Funny thing is — this is just two blocks away from “Tabu Sexy Shop.” What can you expect from a country that stocks its Media Center’s general store with no throat lozenges and eight varieties of condoms?
– I’m a little less afraid of the Polizia, the Carbinieri, the Guardia di Finanzia and all the other people whose uniforms and general manner suggest, “You know, if we want, we bash your head. No one care. We bash head.” A couple of them came up to me a little perplexed yesterday as I was walking from the train station to the Media Village, but they were excitedly giving me directions (thanks, but I’ve been there eight times now. I can actually SEE it from here) and say, “Pin? Pin? You change. You change.”
I’m actually out of pins from my own news organization now, having given a couple away to people who are so nice about giving me things I pay for such as milk or biathlon tickets. But these guys seem a little more human now and a little less like marauding bands with guns.

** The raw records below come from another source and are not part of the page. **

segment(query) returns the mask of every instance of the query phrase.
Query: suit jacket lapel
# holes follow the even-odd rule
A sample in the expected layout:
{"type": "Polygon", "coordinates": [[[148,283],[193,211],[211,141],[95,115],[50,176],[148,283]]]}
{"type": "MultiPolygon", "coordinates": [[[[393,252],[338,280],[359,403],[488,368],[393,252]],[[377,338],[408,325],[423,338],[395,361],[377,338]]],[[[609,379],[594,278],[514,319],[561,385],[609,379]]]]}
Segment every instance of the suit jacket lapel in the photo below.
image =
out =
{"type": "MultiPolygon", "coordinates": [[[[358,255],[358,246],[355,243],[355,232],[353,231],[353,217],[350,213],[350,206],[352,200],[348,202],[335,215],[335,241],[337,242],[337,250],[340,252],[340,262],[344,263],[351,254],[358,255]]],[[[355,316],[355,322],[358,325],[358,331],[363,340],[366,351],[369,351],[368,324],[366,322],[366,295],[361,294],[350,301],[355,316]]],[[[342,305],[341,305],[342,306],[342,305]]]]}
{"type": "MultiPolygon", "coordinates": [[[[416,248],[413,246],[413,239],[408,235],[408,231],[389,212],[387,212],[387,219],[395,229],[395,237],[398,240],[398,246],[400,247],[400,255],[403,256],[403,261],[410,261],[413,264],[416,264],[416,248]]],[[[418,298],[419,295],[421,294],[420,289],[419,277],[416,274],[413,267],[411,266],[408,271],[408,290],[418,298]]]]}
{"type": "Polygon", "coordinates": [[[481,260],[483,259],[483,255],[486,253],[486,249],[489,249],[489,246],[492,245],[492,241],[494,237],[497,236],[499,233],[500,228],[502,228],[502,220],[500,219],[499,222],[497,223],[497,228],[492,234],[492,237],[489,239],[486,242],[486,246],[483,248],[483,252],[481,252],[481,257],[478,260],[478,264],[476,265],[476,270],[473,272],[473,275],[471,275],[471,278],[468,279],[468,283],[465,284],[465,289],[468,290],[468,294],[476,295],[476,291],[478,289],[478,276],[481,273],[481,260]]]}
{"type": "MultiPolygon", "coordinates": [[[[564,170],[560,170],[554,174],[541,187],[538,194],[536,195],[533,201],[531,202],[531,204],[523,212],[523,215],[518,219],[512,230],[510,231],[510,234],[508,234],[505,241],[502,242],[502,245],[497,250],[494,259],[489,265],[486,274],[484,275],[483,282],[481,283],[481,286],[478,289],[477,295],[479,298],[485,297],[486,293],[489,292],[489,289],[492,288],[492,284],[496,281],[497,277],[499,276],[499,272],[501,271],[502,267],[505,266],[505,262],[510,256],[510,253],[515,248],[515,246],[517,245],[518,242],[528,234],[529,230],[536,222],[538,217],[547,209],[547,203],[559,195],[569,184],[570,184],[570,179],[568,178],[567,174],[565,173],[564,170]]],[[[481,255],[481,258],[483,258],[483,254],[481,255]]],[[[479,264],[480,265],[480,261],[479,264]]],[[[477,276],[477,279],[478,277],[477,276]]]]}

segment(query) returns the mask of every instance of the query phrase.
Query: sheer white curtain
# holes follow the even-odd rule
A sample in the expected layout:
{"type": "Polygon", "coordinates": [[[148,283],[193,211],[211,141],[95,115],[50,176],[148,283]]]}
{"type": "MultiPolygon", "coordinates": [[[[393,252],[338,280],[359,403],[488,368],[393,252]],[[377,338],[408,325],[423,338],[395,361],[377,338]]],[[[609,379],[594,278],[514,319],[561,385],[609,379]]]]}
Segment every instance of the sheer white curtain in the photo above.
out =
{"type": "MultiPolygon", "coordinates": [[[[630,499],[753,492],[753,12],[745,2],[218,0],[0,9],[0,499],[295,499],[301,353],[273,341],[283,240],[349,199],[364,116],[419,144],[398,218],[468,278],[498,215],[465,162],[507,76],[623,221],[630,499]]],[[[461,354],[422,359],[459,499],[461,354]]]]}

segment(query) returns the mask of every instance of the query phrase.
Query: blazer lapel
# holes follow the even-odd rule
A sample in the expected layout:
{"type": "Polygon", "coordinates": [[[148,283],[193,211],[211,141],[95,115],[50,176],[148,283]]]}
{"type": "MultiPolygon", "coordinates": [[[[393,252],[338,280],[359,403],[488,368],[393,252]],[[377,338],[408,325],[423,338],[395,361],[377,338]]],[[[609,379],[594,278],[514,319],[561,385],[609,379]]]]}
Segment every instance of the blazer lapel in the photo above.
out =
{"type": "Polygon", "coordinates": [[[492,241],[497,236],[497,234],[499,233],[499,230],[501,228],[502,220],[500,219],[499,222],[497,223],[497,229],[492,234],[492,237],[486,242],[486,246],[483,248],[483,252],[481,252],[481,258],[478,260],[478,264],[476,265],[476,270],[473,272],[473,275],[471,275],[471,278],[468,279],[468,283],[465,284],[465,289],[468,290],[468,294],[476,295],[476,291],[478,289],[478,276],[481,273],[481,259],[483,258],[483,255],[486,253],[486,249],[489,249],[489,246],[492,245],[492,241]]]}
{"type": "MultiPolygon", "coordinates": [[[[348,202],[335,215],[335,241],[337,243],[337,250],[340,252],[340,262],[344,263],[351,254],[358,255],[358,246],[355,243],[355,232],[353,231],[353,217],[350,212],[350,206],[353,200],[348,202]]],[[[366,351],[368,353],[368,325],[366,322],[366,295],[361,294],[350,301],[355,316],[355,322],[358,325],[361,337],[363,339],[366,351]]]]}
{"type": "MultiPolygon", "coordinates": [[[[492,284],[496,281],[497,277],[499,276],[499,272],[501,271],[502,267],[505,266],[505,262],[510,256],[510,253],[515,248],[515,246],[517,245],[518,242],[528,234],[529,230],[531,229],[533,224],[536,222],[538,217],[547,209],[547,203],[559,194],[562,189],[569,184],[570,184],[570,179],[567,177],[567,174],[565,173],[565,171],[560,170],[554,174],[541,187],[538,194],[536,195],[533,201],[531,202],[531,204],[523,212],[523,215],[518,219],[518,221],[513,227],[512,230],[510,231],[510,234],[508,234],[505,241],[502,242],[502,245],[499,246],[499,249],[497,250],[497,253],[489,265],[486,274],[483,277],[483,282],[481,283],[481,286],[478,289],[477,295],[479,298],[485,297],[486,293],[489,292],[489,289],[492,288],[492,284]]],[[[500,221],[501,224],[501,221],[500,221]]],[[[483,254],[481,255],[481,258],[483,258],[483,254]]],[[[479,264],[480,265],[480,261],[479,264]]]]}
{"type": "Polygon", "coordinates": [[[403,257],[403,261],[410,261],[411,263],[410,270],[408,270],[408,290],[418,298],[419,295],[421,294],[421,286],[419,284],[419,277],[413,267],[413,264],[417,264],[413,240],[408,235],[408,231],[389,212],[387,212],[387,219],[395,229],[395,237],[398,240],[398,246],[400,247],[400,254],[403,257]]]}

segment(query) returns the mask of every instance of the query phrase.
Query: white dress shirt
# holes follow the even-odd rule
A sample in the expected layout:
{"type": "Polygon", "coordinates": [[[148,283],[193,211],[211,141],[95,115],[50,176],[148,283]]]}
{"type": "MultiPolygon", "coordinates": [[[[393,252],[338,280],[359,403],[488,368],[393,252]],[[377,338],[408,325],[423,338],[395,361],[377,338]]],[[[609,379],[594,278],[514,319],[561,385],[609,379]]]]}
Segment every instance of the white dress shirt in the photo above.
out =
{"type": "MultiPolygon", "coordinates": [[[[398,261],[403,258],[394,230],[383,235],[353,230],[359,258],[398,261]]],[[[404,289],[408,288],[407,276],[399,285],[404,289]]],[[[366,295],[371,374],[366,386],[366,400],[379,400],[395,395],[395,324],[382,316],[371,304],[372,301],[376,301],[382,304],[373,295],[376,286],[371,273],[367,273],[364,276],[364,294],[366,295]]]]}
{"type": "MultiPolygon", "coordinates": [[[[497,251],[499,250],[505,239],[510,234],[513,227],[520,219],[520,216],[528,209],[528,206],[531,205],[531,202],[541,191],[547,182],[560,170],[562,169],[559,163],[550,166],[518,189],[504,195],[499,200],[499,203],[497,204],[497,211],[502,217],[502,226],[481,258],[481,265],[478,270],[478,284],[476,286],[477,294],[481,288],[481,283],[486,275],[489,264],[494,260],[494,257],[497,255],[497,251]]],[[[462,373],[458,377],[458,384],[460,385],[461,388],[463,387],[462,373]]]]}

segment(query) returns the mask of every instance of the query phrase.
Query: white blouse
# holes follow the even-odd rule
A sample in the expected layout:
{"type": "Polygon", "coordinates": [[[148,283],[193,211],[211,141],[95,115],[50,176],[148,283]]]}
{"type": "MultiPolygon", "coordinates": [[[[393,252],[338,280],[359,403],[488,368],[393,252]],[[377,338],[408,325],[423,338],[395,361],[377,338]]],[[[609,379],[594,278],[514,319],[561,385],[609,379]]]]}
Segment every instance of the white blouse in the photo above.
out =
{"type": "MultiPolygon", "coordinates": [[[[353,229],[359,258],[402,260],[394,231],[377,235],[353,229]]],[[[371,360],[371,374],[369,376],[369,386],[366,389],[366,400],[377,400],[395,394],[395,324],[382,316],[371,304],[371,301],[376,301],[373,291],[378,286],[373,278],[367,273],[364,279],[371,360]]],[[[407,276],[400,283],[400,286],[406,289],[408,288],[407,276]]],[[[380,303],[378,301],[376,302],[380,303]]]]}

– I pass this park every day, and it still puzzles me. This is an unused monorail (what’s that sound? MONORAIL!) that was dressed up at the last minute (Thursday). A couple of days later, the star in the middle started turning. It looks like it’s designed to pull water from the pond and have some sort of cascading effect, but the arms don’t reach the water! A couple of TV crews do stand-ups by the side as if this is some sort of central gathering place (it’s next to the Palavela for figure skating and short-track, at least), but the only people here are reporters heading to the Media Center or locals walking their dogs. So I like this park, but there’s something quite strange about it.